Shield AI Raises $2B at $12.7B Valuation to Advance Autonomous Defense Systems
Funding Details
$2B
A $2B round does not knock politely. It arrives loud, precise, and fully aware of the room it is about to change. Shield AI just pulled $2B into the hangar at a $12.7B valuation, and it did not happen by accident or vibes. Advent International led the Series G, JPMorganChase Strategic Investment Group co-led, and Blackstone slid in $500M of preferred equity like a closer who knows the strike zone better than the ump, the kind of capital stack that shows up when the math works, the mission is clear, and the timing feels a little unfair to everyone else still warming up.
Gary Steele is now calling the plays as CEO, with Ryan Tseng shifting into the President seat after a decade of building while Brandon Tseng brings that operator edge forged as a Navy SEAL and Andrew Reiter remains the technical spine that keeps the whole system honest. Founders who stay in the fight while leveling up leadership is not just good governance, it is signal that the company knows exactly what it is and what it is becoming.

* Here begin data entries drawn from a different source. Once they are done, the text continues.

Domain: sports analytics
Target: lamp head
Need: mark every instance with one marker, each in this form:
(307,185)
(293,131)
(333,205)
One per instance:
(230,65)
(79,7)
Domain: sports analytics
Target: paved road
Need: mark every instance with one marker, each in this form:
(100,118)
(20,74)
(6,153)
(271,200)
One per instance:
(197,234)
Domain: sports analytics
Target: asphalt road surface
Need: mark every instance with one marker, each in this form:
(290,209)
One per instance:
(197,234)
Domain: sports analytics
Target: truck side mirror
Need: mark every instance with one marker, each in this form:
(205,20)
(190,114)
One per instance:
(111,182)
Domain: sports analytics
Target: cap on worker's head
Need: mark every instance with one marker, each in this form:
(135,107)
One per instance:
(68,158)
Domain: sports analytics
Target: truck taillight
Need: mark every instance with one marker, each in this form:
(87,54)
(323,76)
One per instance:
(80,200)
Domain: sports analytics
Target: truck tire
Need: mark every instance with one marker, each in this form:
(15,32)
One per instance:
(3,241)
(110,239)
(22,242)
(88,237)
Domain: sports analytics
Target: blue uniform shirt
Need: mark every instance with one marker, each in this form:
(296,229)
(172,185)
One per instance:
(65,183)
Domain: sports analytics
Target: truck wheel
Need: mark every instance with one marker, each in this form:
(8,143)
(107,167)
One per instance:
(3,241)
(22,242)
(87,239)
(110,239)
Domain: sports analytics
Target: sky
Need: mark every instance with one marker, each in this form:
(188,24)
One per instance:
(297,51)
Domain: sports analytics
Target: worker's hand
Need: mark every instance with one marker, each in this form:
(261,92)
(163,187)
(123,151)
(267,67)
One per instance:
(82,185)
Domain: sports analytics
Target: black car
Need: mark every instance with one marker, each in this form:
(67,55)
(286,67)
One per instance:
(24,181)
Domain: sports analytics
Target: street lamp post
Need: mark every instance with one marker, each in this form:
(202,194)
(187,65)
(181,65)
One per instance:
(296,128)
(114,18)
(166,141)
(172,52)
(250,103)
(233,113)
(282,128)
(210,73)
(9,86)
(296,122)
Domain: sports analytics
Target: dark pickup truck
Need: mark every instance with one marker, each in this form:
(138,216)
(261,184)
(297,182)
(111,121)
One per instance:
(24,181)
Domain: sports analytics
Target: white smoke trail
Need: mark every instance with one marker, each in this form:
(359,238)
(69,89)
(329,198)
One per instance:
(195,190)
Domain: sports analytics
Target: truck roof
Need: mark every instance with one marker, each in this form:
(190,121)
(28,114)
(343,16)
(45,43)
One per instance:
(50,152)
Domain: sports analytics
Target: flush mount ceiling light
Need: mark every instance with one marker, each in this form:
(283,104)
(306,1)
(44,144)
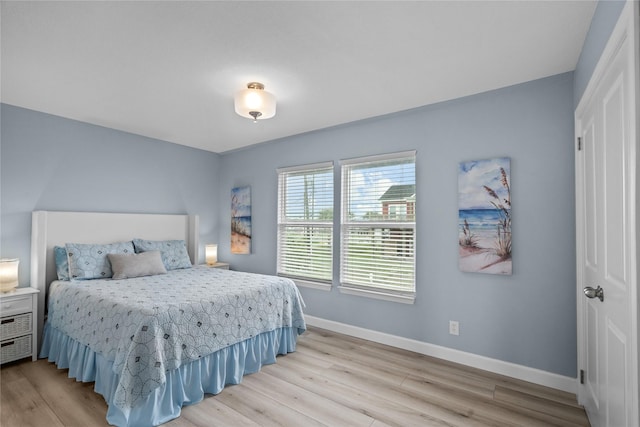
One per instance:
(255,103)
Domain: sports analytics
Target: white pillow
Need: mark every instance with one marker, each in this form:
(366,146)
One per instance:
(125,266)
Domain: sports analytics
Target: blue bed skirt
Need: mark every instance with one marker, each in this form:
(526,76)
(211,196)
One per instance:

What they are building is not just hardware that flies, it is judgment that scales, with Hivemind acting as the pilot, not the passenger, training in synthetic worlds and showing up ready for the real one. Fold in the acquisition of Aechelon Technology, with Ignacio Sanz Pastor continuing to run point, and the simulation layer sharpens into something closer to rehearsal than theory, where the gap between practice and mission starts to close.
The X BAT program sits right in the middle of that story, not a concept or a maybe but a funded push toward AI piloted aircraft built to operate where humans should not have to, and when paired with V BAT already in the field, the architecture comes into focus with software first, aircraft as extensions, and autonomy as the product. The name Shield AI stops sounding like branding and starts reading like intent.
The lesson sits in the middle of all this capital and capability, where the winners are not just building tools but systems that learn faster than the environment changes, raising big because they solved something hard before asking for the check, partnering with capital that understands patience and pressure at the same time, and making acquisitions that compound instead of distract.
Congratulations to Gary Steele, Ryan Tseng, Brandon Tseng, Andrew Reiter, and Ignacio Sanz Pastor for putting together a round that feels less like funding and more like positioning, the kind that makes competitors reread their roadmap and wonder if they missed a turn somewhere above the clouds.